This report, commissioned as part of the Linked Digital Future Initiative, is a culmination of exploratory activities to develop a governance framework for open and shared data in the performing arts sector.
We thank the Canada Council for the Arts and the Government of Canada for their continued support of this foundational work.
Data Governance Report Contents
This report explores the following topics:
- Opportunities for Data Sharing and Collaboration for the Performing Arts
- Challenges for Data Sharing & Collaboration for the Performing Arts
- Promising Ways Forward: Use Cases, Charters, Principles
Report Findings: Emerging Questions
Throughout our research, four key questions emerged that warrant further exploration to ensure successful collaboration and governance of data throughout the sector:
- What is a higher priority: operational principles, or values-based principles?
- Is the expressed need for principles that are specific to the performing arts reflective of a true need or a reflection of limited knowledge of existing principles? If survey respondents don’t have a clear understanding of what principles are, how should we interpret their stated need for “new” principles?
- We found there was general agreement on the following assertion: performing arts organizations have a low capacity to participate and contribute to data initiatives.

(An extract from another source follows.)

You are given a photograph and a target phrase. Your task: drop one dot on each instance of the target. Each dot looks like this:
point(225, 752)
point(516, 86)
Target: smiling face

How do we make it easy enough, so that even low- capacity people and organizations can participate? How can principles such as inclusion, ownership, control, and sovereignty be reconciled with organizations’ low capacity to participate in data initiatives?
- How do we continue this conversation during a global pandemic that has particularly impacted the performing arts sector? Overall, our research has shown that there is interest in creating principles to help guide the sector’s data governance as well as various projects and programs.